About the saddest place was the living room, really the front room, with only an old couch Mother got from some friends and two old-fashioned chairs of Aunt Mae's. At first we didn't have any curtains, but Aunt Mae had some beautiful old stage costumes that she tore up to use instead. I can't say that they looked bad, though, even if they weren't wide or long enough for the big windows. Every window in the front room had a different curtain. The big one that looked onto the porch had one made out of an evening dress with big pink roses and lace. On one of the smaller windows Aunt Mae put a curtain she made out of a shroud she wore in some murder play, and on the other one she had a red satin costume from a minstrel show. When the sun came through all three windows, it made the room so red and bright that Poppa said it reminded him of hell, and he would never sit with us in there. I think this was because the curtains were Aunt Mae's costumes, too, and he didn't want the sun to shine on him through them.

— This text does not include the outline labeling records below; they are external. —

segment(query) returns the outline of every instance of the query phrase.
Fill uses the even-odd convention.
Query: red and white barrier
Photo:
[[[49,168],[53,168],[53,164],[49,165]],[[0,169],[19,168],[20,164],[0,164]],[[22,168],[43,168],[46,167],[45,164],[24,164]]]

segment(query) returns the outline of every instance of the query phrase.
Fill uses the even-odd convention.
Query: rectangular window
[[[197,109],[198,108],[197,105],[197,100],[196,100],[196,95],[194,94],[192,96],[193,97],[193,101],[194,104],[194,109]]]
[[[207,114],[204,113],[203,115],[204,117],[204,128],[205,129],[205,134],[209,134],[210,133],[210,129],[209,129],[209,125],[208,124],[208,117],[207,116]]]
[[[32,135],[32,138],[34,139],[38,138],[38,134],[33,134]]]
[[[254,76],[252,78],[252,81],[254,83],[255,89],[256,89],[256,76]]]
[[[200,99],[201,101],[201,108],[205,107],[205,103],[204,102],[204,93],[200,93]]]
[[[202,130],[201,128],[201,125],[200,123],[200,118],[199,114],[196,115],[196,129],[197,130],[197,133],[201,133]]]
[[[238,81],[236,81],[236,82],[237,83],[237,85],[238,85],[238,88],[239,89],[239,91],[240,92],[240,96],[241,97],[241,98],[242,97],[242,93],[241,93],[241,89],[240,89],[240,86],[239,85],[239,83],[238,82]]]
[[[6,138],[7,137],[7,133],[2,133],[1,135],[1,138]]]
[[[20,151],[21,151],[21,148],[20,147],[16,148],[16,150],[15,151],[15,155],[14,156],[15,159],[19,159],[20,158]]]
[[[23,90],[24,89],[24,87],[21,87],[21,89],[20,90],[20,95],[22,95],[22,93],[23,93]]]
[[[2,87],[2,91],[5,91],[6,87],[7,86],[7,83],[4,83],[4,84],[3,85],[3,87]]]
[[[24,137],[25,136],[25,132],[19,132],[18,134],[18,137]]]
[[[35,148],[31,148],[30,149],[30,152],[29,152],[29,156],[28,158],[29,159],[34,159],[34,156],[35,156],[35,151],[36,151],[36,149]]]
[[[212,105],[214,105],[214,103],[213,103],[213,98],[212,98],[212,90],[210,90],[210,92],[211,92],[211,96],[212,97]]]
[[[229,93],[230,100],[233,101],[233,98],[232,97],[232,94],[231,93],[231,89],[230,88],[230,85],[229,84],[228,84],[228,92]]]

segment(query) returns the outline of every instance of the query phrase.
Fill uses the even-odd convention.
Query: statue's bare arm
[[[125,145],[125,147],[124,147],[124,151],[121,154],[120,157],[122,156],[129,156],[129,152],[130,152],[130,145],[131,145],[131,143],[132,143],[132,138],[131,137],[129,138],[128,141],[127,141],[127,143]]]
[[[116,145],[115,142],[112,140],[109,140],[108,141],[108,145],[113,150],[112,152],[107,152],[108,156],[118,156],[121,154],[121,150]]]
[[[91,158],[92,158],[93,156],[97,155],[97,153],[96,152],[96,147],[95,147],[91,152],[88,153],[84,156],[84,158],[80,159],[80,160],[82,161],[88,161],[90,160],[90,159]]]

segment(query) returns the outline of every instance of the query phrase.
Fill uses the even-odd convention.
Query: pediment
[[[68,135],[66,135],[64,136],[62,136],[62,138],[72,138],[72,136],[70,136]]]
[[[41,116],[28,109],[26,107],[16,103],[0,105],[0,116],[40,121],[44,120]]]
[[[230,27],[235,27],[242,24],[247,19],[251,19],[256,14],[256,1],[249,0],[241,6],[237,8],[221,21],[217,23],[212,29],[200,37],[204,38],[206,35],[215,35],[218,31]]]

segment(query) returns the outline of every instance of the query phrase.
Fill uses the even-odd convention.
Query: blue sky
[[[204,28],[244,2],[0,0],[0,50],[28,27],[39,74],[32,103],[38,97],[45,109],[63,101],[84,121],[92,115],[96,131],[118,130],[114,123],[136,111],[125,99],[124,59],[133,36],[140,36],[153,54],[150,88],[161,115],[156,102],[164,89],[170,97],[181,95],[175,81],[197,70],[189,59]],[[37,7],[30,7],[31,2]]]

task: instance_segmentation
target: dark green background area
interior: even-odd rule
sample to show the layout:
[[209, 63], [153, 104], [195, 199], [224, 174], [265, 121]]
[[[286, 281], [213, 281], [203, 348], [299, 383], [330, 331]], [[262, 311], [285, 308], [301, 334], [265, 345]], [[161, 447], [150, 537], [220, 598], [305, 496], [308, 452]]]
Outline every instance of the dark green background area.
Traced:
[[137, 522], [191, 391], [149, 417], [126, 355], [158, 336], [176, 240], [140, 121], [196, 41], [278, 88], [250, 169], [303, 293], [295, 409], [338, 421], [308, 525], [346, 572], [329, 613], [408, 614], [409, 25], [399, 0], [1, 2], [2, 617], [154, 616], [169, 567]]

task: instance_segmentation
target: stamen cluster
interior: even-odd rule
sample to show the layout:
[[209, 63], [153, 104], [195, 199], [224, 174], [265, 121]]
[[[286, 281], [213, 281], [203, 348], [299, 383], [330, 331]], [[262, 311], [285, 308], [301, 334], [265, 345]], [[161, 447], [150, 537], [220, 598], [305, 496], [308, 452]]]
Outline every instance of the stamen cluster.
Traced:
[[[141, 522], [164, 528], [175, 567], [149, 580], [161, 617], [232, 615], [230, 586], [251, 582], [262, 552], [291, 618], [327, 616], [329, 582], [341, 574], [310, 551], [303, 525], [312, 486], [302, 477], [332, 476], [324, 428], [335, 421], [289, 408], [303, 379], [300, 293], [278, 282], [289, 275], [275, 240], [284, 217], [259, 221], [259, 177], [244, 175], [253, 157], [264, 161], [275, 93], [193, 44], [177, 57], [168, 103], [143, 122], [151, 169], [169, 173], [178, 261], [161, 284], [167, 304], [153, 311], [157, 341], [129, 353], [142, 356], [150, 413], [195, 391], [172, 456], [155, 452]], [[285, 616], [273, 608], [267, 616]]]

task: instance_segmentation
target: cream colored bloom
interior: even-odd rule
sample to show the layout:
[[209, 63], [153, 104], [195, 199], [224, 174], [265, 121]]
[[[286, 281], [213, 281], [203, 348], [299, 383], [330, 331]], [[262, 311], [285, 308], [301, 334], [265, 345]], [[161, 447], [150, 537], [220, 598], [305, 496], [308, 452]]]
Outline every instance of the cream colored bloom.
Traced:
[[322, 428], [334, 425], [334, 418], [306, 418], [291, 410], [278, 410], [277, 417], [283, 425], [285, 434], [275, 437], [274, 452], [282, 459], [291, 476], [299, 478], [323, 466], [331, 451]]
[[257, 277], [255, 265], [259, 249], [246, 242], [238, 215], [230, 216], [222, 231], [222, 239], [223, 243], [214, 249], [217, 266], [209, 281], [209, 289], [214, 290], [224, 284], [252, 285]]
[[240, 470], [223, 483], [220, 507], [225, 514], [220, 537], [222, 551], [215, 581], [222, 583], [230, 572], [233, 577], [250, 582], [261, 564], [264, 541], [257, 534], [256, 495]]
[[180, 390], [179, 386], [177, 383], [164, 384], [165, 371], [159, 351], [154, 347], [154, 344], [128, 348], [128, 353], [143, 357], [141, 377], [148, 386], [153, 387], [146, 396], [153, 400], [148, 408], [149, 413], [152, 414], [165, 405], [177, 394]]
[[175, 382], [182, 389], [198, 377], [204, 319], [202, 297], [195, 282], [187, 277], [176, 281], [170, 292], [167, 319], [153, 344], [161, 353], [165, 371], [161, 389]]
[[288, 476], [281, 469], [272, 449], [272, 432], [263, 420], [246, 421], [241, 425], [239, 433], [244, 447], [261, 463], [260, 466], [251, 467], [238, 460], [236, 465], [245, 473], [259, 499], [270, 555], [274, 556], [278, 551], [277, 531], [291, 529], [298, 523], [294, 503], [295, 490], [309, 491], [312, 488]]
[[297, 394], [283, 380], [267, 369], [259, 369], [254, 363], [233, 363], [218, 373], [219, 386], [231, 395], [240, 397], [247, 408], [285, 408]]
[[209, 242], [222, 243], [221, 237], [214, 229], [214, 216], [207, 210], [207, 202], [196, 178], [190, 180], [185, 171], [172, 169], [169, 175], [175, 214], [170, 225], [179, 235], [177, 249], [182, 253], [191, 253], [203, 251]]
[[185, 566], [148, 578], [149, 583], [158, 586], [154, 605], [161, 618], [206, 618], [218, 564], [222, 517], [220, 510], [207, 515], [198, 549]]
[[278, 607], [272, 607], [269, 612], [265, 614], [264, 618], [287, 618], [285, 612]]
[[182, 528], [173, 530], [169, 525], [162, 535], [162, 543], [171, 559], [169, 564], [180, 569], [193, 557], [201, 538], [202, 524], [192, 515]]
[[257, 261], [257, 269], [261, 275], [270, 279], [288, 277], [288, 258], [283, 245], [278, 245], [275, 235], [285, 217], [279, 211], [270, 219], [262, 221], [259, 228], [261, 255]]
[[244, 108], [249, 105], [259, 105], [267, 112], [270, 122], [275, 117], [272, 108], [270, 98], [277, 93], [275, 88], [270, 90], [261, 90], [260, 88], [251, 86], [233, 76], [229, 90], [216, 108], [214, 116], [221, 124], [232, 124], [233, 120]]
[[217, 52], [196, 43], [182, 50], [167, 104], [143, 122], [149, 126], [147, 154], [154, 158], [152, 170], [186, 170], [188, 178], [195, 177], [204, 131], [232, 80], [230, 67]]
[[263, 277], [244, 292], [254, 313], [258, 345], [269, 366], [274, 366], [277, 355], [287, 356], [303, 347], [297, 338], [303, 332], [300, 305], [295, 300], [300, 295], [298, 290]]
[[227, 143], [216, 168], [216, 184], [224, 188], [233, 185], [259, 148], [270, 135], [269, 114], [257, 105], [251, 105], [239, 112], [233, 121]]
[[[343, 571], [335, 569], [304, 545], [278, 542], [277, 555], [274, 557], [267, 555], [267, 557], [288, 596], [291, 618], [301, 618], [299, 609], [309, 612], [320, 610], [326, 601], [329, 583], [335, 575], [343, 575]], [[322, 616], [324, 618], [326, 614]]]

Upstairs in the bedrooms we had some old beds someone had left in the house, and they were so hard and smelled so much that I never fell asleep till I had tossed around for about an hour. Anybody who got close to them could tell that they must have been used by little children ever since they were built. Aunt Mae got sick from the smell of her mattress the first night we slept there. She slept on the couch that night and then threw all of her powder on her bed the next day.
Inside the house there wasn't much more to see, but you could see almost the whole country from the front porch.